Jacob John Humphrey DL (born 7 October 1978) is an English television presenter, best known for hosting Champions League and Premier League football on BT Sport, CBBC's Bamzooki, and BBC Sport's coverage of Formula 1 Grand Prix. He is the co-founder and Director of Whisper Group, and hosts the High Performance Podcast.

Since 2021 he has been a Deputy Lieutenant of Norfolk, representing the Royal Family in his home county. 

Humphrey's career in television began after leaving school. His first work for the BBC was for their children's channel CBBC, although a switch to sport from 2006 saw him become the youngest ever host of their football shows Football Focus, and later Match of the Day and Final Score.

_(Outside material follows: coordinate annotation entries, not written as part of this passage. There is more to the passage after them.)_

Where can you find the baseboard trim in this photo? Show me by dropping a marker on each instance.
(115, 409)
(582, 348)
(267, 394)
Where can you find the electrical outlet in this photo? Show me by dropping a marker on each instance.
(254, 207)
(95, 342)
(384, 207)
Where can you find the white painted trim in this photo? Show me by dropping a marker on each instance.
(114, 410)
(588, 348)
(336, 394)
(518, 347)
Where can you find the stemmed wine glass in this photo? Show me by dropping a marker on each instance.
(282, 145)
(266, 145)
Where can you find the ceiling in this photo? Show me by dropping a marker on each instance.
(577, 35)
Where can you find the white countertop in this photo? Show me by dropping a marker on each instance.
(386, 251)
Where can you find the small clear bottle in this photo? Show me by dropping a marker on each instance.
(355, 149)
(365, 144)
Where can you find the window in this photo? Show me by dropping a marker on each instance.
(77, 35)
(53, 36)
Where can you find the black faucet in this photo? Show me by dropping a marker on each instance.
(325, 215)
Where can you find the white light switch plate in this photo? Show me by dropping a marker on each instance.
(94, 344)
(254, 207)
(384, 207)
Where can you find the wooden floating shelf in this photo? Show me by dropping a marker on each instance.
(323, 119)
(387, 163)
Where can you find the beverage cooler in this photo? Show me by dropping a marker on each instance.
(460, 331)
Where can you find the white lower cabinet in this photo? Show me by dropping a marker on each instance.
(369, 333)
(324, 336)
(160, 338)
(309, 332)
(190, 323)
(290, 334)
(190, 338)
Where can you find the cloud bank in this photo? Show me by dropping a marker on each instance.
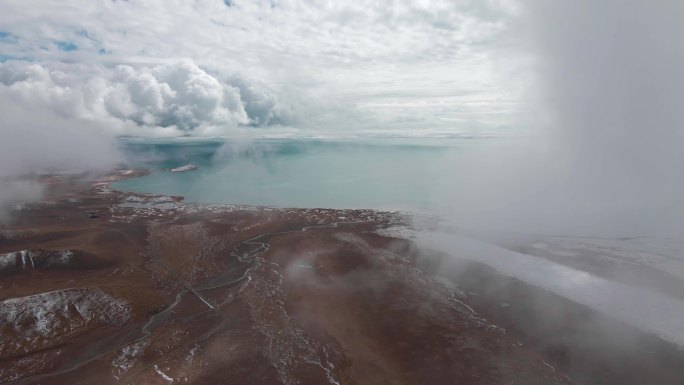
(170, 99)
(608, 158)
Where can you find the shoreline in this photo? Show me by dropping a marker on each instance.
(202, 291)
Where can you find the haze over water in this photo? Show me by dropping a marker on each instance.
(390, 174)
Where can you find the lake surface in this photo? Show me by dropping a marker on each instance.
(390, 174)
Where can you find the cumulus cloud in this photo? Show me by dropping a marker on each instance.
(168, 99)
(337, 67)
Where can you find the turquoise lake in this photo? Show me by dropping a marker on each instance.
(388, 174)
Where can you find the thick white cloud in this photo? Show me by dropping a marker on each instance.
(168, 99)
(340, 67)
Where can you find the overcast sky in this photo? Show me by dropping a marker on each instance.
(272, 67)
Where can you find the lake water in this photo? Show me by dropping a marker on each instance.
(390, 174)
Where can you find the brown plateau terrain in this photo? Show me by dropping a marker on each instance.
(104, 287)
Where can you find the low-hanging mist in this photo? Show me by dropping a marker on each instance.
(607, 155)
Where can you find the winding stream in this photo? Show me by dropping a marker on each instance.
(250, 256)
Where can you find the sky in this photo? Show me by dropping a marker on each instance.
(268, 68)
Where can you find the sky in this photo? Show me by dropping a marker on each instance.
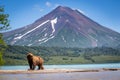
(25, 12)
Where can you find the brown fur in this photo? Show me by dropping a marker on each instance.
(35, 61)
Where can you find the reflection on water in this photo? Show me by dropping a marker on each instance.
(75, 66)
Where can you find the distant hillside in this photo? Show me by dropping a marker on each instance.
(16, 55)
(63, 27)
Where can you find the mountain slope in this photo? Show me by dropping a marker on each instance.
(63, 27)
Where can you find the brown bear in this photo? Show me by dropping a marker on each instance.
(35, 61)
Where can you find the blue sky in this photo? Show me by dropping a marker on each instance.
(25, 12)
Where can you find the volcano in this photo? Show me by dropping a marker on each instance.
(63, 27)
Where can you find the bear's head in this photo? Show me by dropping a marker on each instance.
(30, 55)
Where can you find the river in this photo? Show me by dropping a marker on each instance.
(73, 66)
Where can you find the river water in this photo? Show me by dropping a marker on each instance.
(73, 66)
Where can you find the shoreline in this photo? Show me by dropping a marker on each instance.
(47, 71)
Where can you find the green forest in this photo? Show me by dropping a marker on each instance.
(16, 55)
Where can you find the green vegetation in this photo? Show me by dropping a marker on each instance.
(16, 55)
(4, 25)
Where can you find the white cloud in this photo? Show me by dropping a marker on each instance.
(81, 11)
(38, 8)
(48, 4)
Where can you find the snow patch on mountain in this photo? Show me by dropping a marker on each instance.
(53, 22)
(63, 39)
(19, 37)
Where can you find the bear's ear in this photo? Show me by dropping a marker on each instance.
(30, 54)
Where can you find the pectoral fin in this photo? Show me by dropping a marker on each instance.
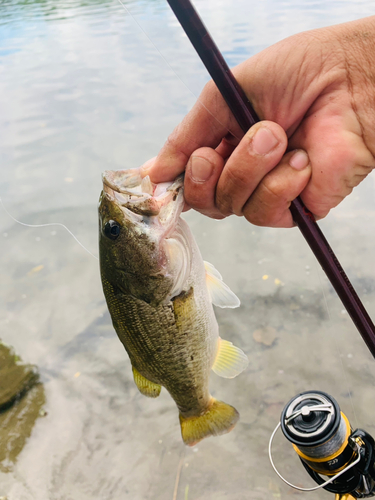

While continuing as a guest presenter on those shows, he also went on to present BBC coverage of international football. Outside of football, he has also presented BBC coverage of the Commonwealth Games and Summer Olympics, and of American Football in the Super Bowl and NFL International Series. He began presenting Grand Prix for the BBC after they regained the rights from ITV.

Humphrey has also co-hosted BBC Sports Personality of the Year, and has guest presented non-sports programmes such as The One Show for BBC One and This Morning for ITV.

Early life
Born in Peterborough, in the county of Cambridgeshire, England to Liz, a retired teacher and Rex, a retired chief executive of Age Concern Norfolk. He has one sister, Rachel and a brother, Thomas. The family moved to Norwich, Norfolk when Humphrey was nine and attended Framingham Earl High School and the Sixth Form at the Hewett School, Norwich. During his time at school he also worked as a paperboy and became interested in the media. When he was 16, Humphrey got a job at McDonald's and was sacked for poor communication skills. Later he worked in the position of a waiter.

Career

Early career
While studying for his A Level resits, Humphrey took a work experience job at ITV East of England contractor Anglia Television. Humphrey joined Anglia on a full-time basis as a runner, followed by transferring to Rapture TV where he presented the original incarnation of G@mers. Humphrey began presenting on CBBC as assistant host in Against All Odds and later as main host of Rule The School in 2001. He later became the main presenter of Against All Odds and a studio presenter for CBBC the following year.

In late 2002, he hosted CBBC's coverage of Fame Academy, along with Holly Willoughby. They also presented the 2003 celebrity edition for Comic Relief. Humphrey also presented the 2005 and 2007  Comic Relief editions of Fame Academy, with Sophie McDonnell and Caroline Flack respectively. Humphrey also presented CBBC show Against All Odds, a TV show that featured reconstructions of real life emergencies and gave First Aid advice to viewers.

Beginning in 2004, Humphrey started hosting The Saturday Show and BAMZOOKi, but these roles ended in 2005 and 2006 respectively. He was a cover continuity presenter on CiTV at Birmingham. He also presented Newsround from 2005 till 2008. He was named anchorman of children's sports show Sportsround in September 2005, beginning a series of roles related to sports. Also he was the presenter on Gimme a Break in the first series.

Sports presenting

BBC Sport 
Humphrey started presenting as a match reporter with BBC Radio 5 Live in 2005 and then presented coverage of the 2006 Commonwealth Games in Australia.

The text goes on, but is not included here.